For work that does not need to block the request thread (e.g. email, external API calls, notifications), use @Async to run it on a separate thread and release the request thread quickly.

Reference: Spring Boot 3.2.x

1. @EnableAsync and Basic Usage

@SpringBootApplication
@EnableAsync
public class Application { ... }
@Service
public class NotificationService {

@Async
public void sendEmail(String to, String subject, String body) {
// mail sending logic — runs on a separate thread
mailSender.send(to, subject, body);
}
}
  • Methods annotated with @Async run on a different thread.
  • Calling this.sendEmail(...) within the same bean bypasses the proxy and does not run asynchronously. The call must come from another bean.

2. Thread Pool

Configure a thread pool instead of the default SimpleAsyncTaskExecutor (creates a new thread per task) for production use.

@Configuration
@EnableAsync
public class AsyncConfig implements AsyncConfigurer {

@Override
public Executor getAsyncExecutor() {
ThreadPoolTaskExecutor executor = new ThreadPoolTaskExecutor();
executor.setCorePoolSize(5);
executor.setMaxPoolSize(10);
executor.setQueueCapacity(100);
executor.setThreadNamePrefix("async-");
executor.initialize();
return executor;
}
}

Use @Async("customExecutor") to target a specific executor bean for individual methods.

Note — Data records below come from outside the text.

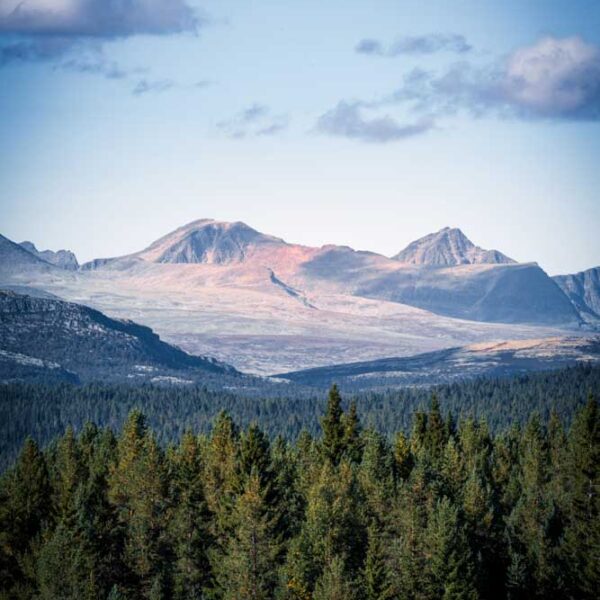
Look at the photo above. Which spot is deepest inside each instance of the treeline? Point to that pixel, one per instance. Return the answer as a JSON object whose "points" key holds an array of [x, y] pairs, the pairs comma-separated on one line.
{"points": [[44, 411], [447, 511]]}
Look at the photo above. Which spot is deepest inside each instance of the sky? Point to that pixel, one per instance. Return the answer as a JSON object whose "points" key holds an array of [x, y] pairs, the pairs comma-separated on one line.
{"points": [[367, 123]]}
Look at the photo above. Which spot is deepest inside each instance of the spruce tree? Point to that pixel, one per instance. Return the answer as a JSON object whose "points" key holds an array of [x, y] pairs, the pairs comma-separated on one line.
{"points": [[247, 569], [333, 442]]}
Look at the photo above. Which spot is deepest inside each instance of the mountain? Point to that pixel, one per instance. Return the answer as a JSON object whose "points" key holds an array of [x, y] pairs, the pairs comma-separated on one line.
{"points": [[267, 306], [496, 359], [14, 258], [448, 247], [208, 241], [47, 338], [65, 259], [583, 289]]}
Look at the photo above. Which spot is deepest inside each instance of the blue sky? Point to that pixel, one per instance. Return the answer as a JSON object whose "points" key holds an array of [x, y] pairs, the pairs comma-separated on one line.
{"points": [[350, 122]]}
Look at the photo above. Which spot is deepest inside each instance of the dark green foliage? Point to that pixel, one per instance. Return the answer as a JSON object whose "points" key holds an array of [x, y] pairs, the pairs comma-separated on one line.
{"points": [[44, 412], [450, 511]]}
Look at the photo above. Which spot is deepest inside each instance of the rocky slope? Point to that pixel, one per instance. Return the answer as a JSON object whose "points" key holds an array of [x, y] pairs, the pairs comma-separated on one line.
{"points": [[446, 248], [477, 360], [583, 289], [267, 306], [61, 340], [65, 259]]}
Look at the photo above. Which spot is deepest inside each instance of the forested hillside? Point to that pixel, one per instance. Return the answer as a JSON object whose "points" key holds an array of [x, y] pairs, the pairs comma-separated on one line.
{"points": [[446, 511], [45, 411]]}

3. Return Value — CompletableFuture

Return CompletableFuture<T> to use the async result later.

@Async
public CompletableFuture<OrderResult> createOrderAsync(OrderRequest request) {
OrderResult result = orderService.create(request);
return CompletableFuture.completedFuture(result);
}

The caller can use .get() or .thenAccept(...) etc. to consume the result.

4. Exception Handling

Exceptions from @Async methods do not propagate to the caller. Configure AsyncUncaughtExceptionHandler, or if the return type is Future/CompletableFuture, exceptions are wrapped in ExecutionException when calling .get().

@Override
public AsyncUncaughtExceptionHandler getAsyncUncaughtExceptionHandler() {
return (ex, method, params) ->
log.error("Async error @{} {}", method.getName(), params, ex);
}

tip

Only offload heavy tasks to @Async, and tune thread pool size and queue capacity to match your load. Async methods that call DB or external APIs are often combined with timeout and Retry.